- Directed by: Charles A. Nichols
- Story by: Ralph Wright Albert Bertino
- Produced by: Walt Disney
- Starring: Jimmy MacDonald Pinto Colvig
- Music by: Paul Smith
- Animation by: Charles A. Nichols Norm Ferguson Marvin Woodward Fred Moore Jack Boyd
- Layouts by: Lance Nolley
- Backgrounds by: Art Riley
- Color process: Technicolor
- Production company: Walt Disney Productions
- Distributed by: RKO Radio Pictures
- Release date: August 10, 1951;
- Running time: 7 minutes
- Language: English

= R'coon Dawg =

1951 Mickey Mouse cartoon

R'coon Dawg is a 1951 American animated short film produced by Walt Disney and directed by Charles August Nichols. It was the 123rd short in the Mickey Mouse film series to be released, and the only one produced that year.
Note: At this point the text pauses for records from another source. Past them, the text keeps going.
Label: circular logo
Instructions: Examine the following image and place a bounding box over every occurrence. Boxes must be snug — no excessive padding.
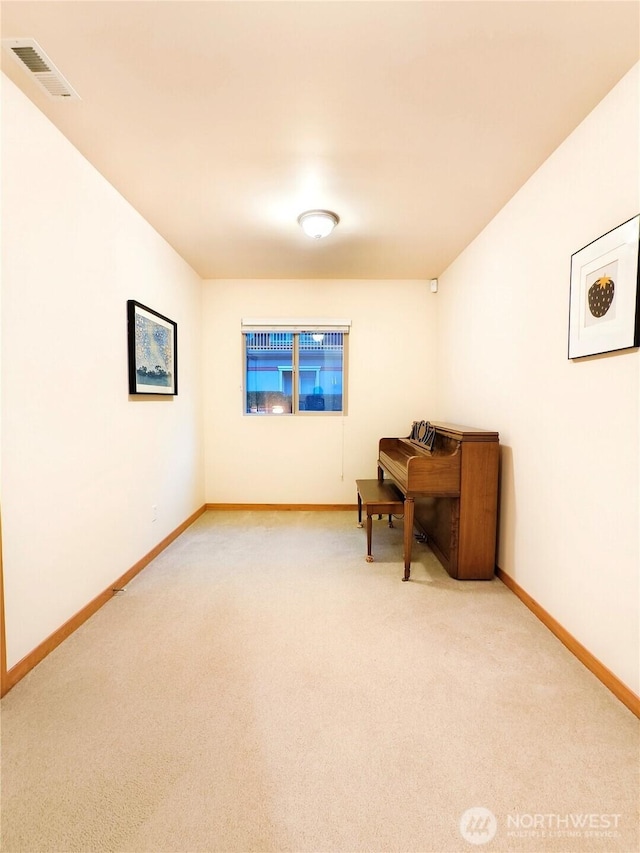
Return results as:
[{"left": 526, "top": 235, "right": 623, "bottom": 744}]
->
[{"left": 459, "top": 807, "right": 498, "bottom": 845}]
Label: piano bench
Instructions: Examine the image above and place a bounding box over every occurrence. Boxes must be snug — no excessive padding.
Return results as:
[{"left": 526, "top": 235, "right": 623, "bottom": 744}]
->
[{"left": 355, "top": 479, "right": 404, "bottom": 563}]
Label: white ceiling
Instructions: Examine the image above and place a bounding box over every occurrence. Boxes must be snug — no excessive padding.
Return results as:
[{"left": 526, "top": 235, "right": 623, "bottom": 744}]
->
[{"left": 2, "top": 1, "right": 639, "bottom": 280}]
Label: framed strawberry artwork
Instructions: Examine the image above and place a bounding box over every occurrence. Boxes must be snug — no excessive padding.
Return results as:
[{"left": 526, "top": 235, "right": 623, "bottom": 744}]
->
[{"left": 568, "top": 214, "right": 640, "bottom": 358}]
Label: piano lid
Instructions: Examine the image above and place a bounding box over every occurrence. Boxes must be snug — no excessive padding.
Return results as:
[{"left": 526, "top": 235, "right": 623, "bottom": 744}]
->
[{"left": 427, "top": 422, "right": 499, "bottom": 442}]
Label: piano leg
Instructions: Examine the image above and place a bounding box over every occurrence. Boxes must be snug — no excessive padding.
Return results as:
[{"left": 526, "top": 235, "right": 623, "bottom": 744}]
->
[{"left": 402, "top": 498, "right": 414, "bottom": 581}]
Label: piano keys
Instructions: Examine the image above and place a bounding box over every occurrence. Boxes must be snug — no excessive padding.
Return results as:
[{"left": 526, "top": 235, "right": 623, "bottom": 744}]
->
[{"left": 378, "top": 422, "right": 499, "bottom": 581}]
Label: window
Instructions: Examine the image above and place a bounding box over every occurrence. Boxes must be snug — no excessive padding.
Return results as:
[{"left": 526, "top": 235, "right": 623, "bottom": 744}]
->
[{"left": 242, "top": 319, "right": 350, "bottom": 415}]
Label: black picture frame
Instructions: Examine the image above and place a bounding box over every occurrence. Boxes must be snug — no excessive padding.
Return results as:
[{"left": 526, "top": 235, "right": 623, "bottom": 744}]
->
[
  {"left": 568, "top": 214, "right": 640, "bottom": 359},
  {"left": 127, "top": 300, "right": 178, "bottom": 395}
]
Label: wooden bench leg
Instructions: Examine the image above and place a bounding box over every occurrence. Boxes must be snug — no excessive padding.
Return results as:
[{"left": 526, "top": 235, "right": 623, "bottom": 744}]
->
[
  {"left": 366, "top": 513, "right": 373, "bottom": 562},
  {"left": 402, "top": 497, "right": 414, "bottom": 581},
  {"left": 357, "top": 491, "right": 363, "bottom": 527}
]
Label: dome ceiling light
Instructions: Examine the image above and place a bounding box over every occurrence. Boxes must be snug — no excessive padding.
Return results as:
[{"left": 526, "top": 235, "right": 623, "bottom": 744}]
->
[{"left": 297, "top": 209, "right": 339, "bottom": 239}]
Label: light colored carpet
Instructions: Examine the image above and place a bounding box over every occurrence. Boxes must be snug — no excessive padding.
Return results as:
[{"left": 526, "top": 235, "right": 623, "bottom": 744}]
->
[{"left": 1, "top": 510, "right": 638, "bottom": 853}]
Even though this cartoon belongs to the Mickey Mouse series, and Mickey Mouse is shown in hunting gear, Pluto is the main character.

== Plot ==
Mickey and Pluto are hunting a raccoon, who is quite clever and intends to make fun of his pursuers.

== Voice cast ==
- Pluto: Pinto Colvig
- Mickey Mouse: Jimmy MacDonald

== Home media ==
The short was released on May 18, 2004, on Walt Disney Treasures: Mickey Mouse in Living Color, Volume Two: 1939-Today.